/
Rabu, 20 Juli 2022 | 15:45 WIB
Pedagang cabai dan kebutuhan bahan pokok di pasar tradisional di Tanjungpinang. (Rico Barino/suara.c (suara.com)

Poptren.suara.com – Makin tinggi harga cabai dan bawang di sejumlah Pasar Tradisional di kota Balikpapan, dikeluhkan warga.

Kepala Dinas Pangan Pertanian dan Perikanan (DP3) Kota Balikpapan, Heria Prisni menanggapi isu tentang harga cabai yang beberapa waktu kemarin sempat tinggi.
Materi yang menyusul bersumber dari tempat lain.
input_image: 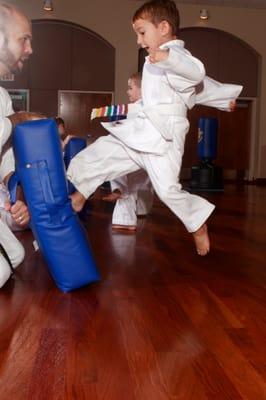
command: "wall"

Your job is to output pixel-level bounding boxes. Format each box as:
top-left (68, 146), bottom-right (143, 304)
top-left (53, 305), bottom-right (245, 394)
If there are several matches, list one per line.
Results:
top-left (5, 0), bottom-right (266, 178)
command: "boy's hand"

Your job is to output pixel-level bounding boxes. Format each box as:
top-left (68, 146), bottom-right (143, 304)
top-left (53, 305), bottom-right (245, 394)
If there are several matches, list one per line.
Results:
top-left (149, 49), bottom-right (169, 64)
top-left (229, 100), bottom-right (236, 111)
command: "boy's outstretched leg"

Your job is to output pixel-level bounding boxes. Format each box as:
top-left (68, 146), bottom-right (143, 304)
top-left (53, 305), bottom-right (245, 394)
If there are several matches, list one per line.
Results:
top-left (70, 191), bottom-right (86, 212)
top-left (192, 224), bottom-right (210, 256)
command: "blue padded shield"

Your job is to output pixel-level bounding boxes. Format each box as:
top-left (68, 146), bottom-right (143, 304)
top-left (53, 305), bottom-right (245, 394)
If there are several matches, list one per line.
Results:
top-left (10, 119), bottom-right (99, 292)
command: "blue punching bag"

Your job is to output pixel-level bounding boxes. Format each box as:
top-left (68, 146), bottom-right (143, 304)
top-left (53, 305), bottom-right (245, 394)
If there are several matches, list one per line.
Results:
top-left (198, 117), bottom-right (218, 161)
top-left (10, 119), bottom-right (99, 292)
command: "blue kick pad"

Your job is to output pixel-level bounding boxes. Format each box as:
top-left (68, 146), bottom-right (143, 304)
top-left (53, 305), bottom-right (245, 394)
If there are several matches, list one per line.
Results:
top-left (11, 119), bottom-right (100, 292)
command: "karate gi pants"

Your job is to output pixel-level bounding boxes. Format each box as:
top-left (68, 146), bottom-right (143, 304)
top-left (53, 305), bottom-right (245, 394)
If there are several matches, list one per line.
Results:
top-left (67, 133), bottom-right (215, 232)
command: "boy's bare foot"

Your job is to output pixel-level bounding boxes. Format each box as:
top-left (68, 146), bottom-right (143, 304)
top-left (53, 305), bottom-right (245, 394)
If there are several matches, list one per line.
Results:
top-left (70, 191), bottom-right (86, 212)
top-left (112, 224), bottom-right (137, 232)
top-left (102, 189), bottom-right (122, 202)
top-left (192, 224), bottom-right (210, 256)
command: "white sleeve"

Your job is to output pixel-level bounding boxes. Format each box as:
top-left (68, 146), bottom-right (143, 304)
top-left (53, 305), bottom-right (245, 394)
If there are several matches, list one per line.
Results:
top-left (196, 76), bottom-right (243, 111)
top-left (0, 87), bottom-right (14, 154)
top-left (155, 47), bottom-right (205, 87)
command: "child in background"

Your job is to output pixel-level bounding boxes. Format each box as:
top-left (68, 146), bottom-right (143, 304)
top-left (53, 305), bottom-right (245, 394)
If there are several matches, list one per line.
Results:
top-left (54, 117), bottom-right (75, 151)
top-left (67, 0), bottom-right (242, 256)
top-left (103, 72), bottom-right (153, 231)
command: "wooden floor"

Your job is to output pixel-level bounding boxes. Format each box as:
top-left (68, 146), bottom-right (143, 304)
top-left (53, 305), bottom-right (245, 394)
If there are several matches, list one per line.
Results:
top-left (0, 185), bottom-right (266, 400)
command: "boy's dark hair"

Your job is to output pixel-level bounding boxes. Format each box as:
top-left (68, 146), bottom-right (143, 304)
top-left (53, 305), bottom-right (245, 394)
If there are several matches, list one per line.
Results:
top-left (132, 0), bottom-right (179, 36)
top-left (129, 72), bottom-right (142, 88)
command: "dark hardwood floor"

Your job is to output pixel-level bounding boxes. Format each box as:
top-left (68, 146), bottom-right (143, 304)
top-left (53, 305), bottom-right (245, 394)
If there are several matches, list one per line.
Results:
top-left (0, 185), bottom-right (266, 400)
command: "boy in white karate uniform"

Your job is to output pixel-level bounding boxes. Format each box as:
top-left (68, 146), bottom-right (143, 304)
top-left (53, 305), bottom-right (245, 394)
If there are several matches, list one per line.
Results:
top-left (67, 0), bottom-right (241, 256)
top-left (103, 72), bottom-right (153, 231)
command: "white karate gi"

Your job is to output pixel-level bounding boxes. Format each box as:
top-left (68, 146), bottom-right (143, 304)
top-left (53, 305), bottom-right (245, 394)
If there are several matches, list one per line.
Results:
top-left (110, 99), bottom-right (153, 226)
top-left (0, 88), bottom-right (25, 287)
top-left (67, 40), bottom-right (242, 232)
top-left (111, 170), bottom-right (153, 226)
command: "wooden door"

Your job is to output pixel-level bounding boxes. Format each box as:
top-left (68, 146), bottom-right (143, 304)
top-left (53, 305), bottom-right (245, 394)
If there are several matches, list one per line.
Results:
top-left (58, 91), bottom-right (113, 142)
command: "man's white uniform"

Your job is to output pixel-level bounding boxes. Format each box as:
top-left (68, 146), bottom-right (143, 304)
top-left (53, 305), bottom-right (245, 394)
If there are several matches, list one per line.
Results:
top-left (67, 40), bottom-right (242, 232)
top-left (0, 87), bottom-right (25, 287)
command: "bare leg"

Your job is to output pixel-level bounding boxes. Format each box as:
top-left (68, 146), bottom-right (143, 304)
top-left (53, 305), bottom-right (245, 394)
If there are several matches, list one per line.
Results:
top-left (70, 191), bottom-right (86, 212)
top-left (192, 224), bottom-right (210, 256)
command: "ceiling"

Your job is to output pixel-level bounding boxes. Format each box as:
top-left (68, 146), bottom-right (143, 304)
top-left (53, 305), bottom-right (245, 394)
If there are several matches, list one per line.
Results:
top-left (133, 0), bottom-right (266, 9)
top-left (177, 0), bottom-right (266, 9)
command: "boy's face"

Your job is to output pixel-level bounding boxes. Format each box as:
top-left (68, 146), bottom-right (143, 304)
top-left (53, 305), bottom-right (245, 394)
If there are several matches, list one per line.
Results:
top-left (127, 79), bottom-right (141, 103)
top-left (133, 18), bottom-right (172, 53)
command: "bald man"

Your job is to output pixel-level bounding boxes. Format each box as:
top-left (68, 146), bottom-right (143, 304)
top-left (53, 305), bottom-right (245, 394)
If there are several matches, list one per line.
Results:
top-left (0, 2), bottom-right (37, 287)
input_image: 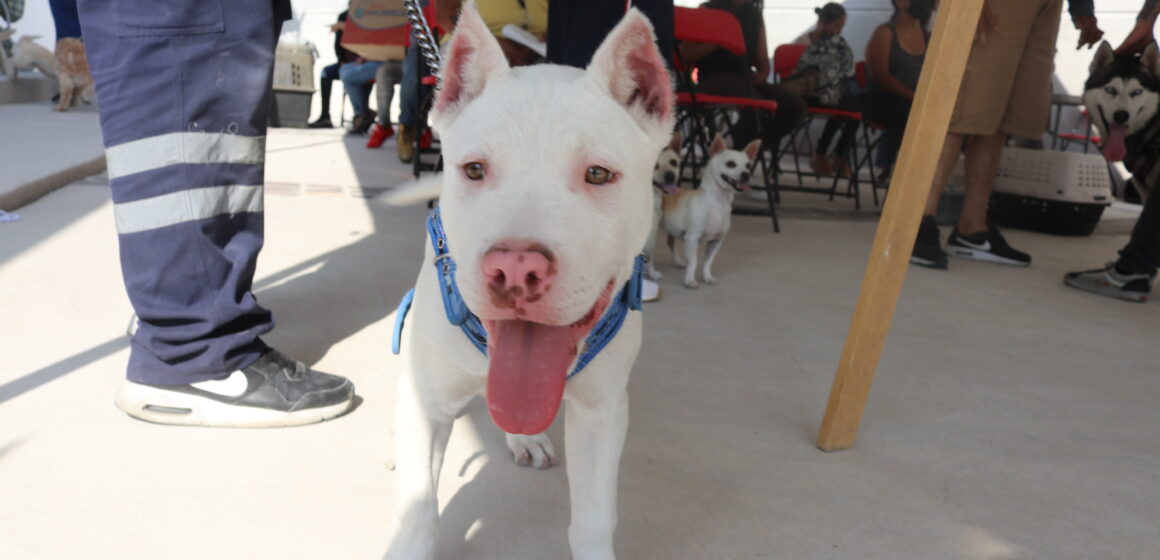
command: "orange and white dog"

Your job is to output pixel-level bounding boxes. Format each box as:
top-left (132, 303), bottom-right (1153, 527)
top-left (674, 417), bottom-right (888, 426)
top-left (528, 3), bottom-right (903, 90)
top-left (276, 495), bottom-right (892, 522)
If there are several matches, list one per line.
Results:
top-left (53, 37), bottom-right (93, 111)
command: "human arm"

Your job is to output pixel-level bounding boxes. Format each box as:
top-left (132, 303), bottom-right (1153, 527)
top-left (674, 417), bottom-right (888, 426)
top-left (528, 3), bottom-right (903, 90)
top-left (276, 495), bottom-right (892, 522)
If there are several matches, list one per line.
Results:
top-left (1116, 0), bottom-right (1160, 54)
top-left (867, 26), bottom-right (914, 100)
top-left (1067, 0), bottom-right (1103, 50)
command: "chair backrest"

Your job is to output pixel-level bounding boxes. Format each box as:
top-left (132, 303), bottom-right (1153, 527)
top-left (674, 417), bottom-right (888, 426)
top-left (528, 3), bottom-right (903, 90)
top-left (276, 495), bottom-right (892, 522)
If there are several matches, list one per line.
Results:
top-left (774, 44), bottom-right (806, 80)
top-left (673, 6), bottom-right (745, 57)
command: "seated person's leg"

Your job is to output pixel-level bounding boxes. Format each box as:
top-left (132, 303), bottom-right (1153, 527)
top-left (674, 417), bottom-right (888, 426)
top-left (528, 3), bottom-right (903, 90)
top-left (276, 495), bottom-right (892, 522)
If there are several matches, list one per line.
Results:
top-left (1064, 186), bottom-right (1160, 303)
top-left (756, 83), bottom-right (806, 151)
top-left (375, 60), bottom-right (403, 126)
top-left (1116, 187), bottom-right (1160, 277)
top-left (339, 63), bottom-right (378, 132)
top-left (310, 63), bottom-right (339, 129)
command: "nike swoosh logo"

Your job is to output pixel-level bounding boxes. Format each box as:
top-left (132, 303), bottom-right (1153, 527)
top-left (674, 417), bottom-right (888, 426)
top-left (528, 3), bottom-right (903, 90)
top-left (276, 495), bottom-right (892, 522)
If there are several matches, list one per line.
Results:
top-left (958, 238), bottom-right (991, 253)
top-left (191, 370), bottom-right (249, 397)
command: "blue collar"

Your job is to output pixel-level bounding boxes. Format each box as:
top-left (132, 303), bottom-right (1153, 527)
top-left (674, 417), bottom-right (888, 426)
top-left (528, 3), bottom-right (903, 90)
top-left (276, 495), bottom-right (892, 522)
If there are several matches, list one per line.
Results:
top-left (391, 208), bottom-right (644, 379)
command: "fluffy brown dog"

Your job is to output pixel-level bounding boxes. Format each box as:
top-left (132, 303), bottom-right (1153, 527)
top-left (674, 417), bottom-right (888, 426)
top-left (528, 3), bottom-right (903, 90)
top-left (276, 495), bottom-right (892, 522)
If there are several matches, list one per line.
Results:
top-left (53, 37), bottom-right (93, 111)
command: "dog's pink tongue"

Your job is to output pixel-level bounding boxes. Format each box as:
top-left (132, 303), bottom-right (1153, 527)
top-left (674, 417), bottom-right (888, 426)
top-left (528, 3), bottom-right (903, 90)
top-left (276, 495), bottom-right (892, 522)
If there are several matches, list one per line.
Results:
top-left (1103, 124), bottom-right (1128, 161)
top-left (487, 320), bottom-right (577, 435)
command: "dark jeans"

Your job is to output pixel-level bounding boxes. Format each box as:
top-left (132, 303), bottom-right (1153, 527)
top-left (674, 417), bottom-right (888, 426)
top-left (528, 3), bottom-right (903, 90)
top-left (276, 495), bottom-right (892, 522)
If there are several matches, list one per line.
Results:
top-left (814, 95), bottom-right (865, 159)
top-left (697, 74), bottom-right (806, 150)
top-left (399, 44), bottom-right (430, 126)
top-left (1116, 187), bottom-right (1160, 277)
top-left (865, 92), bottom-right (911, 168)
top-left (318, 63), bottom-right (341, 118)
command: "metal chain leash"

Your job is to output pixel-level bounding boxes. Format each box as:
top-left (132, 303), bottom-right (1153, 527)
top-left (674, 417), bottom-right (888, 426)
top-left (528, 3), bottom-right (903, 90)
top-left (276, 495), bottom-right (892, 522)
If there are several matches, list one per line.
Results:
top-left (403, 0), bottom-right (443, 80)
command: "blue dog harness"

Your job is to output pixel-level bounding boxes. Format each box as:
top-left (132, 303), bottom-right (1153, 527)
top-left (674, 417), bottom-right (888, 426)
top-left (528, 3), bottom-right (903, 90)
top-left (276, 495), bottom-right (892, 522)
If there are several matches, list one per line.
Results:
top-left (391, 208), bottom-right (645, 379)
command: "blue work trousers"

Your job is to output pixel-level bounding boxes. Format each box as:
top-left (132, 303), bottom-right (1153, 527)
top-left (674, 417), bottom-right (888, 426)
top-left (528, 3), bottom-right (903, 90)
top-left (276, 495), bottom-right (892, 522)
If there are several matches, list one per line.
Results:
top-left (79, 0), bottom-right (289, 385)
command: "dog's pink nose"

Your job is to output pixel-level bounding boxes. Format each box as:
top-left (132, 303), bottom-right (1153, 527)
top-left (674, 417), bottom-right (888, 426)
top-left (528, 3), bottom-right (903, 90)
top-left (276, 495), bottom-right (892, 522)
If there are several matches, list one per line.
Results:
top-left (484, 243), bottom-right (556, 307)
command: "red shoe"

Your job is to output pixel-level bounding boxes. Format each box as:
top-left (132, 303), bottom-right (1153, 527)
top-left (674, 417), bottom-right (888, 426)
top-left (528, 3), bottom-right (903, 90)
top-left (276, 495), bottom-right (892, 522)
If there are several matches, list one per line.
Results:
top-left (367, 123), bottom-right (394, 147)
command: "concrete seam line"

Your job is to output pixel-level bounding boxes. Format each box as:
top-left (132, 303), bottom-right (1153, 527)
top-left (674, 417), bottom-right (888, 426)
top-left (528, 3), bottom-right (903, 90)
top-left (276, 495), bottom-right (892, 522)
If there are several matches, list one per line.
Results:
top-left (0, 155), bottom-right (106, 212)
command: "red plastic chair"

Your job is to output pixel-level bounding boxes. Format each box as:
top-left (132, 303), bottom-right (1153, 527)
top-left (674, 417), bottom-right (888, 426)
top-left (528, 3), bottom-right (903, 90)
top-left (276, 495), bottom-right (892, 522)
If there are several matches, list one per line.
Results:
top-left (673, 7), bottom-right (781, 232)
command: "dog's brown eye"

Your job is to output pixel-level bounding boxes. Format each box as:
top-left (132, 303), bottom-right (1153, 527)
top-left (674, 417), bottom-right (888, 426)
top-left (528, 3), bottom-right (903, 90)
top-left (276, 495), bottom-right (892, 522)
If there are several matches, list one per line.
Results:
top-left (585, 166), bottom-right (612, 184)
top-left (463, 161), bottom-right (484, 181)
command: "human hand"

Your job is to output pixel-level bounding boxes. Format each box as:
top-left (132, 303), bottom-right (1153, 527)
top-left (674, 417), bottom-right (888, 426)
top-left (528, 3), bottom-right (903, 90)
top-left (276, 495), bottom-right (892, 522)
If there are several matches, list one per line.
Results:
top-left (1116, 20), bottom-right (1155, 54)
top-left (1072, 15), bottom-right (1103, 50)
top-left (974, 0), bottom-right (999, 43)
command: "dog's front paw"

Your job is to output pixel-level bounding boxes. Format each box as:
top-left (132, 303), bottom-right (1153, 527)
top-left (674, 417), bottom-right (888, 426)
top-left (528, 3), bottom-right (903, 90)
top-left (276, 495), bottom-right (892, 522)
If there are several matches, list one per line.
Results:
top-left (507, 434), bottom-right (560, 468)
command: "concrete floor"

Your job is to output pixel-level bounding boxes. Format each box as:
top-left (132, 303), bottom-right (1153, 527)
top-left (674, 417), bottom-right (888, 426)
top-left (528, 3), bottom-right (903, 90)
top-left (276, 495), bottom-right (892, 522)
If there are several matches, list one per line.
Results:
top-left (0, 130), bottom-right (1160, 560)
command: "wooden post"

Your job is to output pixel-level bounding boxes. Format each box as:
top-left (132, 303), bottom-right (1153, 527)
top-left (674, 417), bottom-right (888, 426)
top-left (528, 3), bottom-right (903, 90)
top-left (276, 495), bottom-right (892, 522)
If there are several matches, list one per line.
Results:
top-left (818, 0), bottom-right (984, 451)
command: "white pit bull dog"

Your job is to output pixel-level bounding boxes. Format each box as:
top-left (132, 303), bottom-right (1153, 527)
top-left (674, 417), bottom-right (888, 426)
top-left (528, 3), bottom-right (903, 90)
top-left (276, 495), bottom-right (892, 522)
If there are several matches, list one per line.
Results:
top-left (386, 3), bottom-right (673, 560)
top-left (661, 134), bottom-right (761, 289)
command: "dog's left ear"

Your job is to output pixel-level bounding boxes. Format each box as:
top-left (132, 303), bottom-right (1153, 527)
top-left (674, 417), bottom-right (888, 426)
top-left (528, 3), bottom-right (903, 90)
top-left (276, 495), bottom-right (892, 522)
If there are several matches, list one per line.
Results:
top-left (432, 1), bottom-right (512, 126)
top-left (742, 138), bottom-right (761, 161)
top-left (588, 8), bottom-right (673, 144)
top-left (1140, 43), bottom-right (1160, 74)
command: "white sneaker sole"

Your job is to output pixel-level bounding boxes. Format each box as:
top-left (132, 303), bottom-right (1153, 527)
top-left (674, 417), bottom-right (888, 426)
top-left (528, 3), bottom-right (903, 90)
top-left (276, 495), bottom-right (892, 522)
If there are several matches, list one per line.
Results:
top-left (1064, 276), bottom-right (1148, 304)
top-left (116, 380), bottom-right (354, 428)
top-left (947, 245), bottom-right (1031, 267)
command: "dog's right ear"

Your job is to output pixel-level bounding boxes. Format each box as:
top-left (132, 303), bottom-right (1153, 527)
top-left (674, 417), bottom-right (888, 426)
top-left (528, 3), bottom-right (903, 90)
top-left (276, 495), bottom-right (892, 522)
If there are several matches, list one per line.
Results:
top-left (1088, 41), bottom-right (1116, 73)
top-left (432, 1), bottom-right (512, 126)
top-left (709, 132), bottom-right (725, 158)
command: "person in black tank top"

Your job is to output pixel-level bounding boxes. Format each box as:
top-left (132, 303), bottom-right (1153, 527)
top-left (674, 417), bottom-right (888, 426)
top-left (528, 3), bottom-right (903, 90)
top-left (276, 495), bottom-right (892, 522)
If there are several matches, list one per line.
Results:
top-left (865, 3), bottom-right (927, 170)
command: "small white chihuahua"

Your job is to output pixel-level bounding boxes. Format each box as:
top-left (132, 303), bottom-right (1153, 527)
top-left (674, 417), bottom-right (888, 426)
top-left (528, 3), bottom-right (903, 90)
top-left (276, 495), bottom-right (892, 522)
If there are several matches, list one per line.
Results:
top-left (644, 132), bottom-right (681, 281)
top-left (661, 134), bottom-right (761, 289)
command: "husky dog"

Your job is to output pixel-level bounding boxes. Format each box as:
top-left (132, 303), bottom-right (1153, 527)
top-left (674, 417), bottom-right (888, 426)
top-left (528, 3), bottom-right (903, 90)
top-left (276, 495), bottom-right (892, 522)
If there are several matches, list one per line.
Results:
top-left (661, 134), bottom-right (761, 289)
top-left (645, 132), bottom-right (681, 281)
top-left (386, 1), bottom-right (674, 560)
top-left (1083, 41), bottom-right (1160, 196)
top-left (1064, 42), bottom-right (1160, 303)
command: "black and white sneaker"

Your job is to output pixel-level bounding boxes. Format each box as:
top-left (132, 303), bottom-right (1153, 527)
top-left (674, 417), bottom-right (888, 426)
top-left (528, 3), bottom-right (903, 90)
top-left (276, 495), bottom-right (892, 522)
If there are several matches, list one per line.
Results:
top-left (947, 226), bottom-right (1031, 267)
top-left (116, 349), bottom-right (355, 428)
top-left (911, 216), bottom-right (947, 270)
top-left (1064, 262), bottom-right (1152, 304)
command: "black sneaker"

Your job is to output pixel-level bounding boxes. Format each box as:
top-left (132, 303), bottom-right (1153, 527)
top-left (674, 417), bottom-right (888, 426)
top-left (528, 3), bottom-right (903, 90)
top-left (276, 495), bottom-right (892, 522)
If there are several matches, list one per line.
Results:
top-left (350, 109), bottom-right (378, 134)
top-left (911, 216), bottom-right (947, 270)
top-left (306, 116), bottom-right (334, 129)
top-left (1064, 262), bottom-right (1152, 304)
top-left (947, 226), bottom-right (1031, 267)
top-left (116, 349), bottom-right (355, 428)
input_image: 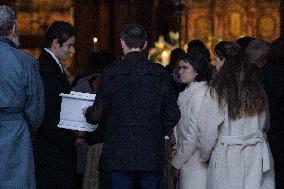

Harga cabai yang sempat menyentuh harga Rp 250 ribu perkilogram, dikarenakan pengaruh cuaca buruk yang menyebabkan gagal panen .

Pasokan cabai juga berkurang hingga produksi mengalami penurunan hingga 50 persen.

“Pengaruh cuaca ya, karena dari april musim hujan jadi pertumbuhan cabai terhambat, yang biasanya 1 hektar untuk hasilkan 1 ton sekarang tidak sampai,” ujarnya

Dikatakan olehnya, untuk saat ini harga cabai di pasar tradisional yang ada di Kota Balikpapan mencapai Rp 90 ribu hingga Rp 100 ribu per kilonya.

“Hal ini disebabkan, karena menurunnya produksi cabai, sedangkan biaya produksinya yang tinggi,” terangnya.

“Jadi menurut petani, supaya keuntungannya tetap tercapai otomatis harganya disesuaikan dengan harga biaya produksi mereka,” tambahnya.

Dia berharap 2 bulan ke depan pasokan dan produksi cabai bisa kembali dengan normal. Sehingga, harga juga bisa turun dan kembali semula.

Baca Juga: Bermain Video Game Memiliki Manfaat Baik dan Buruk Untuk Kesehatan Seksual

“Mudahan saja dua bulan ke depan cabai yang suda ditanam ini berbuah bagus, sehingga pasokan dan produksi cabai kembali normal,” tuturnya.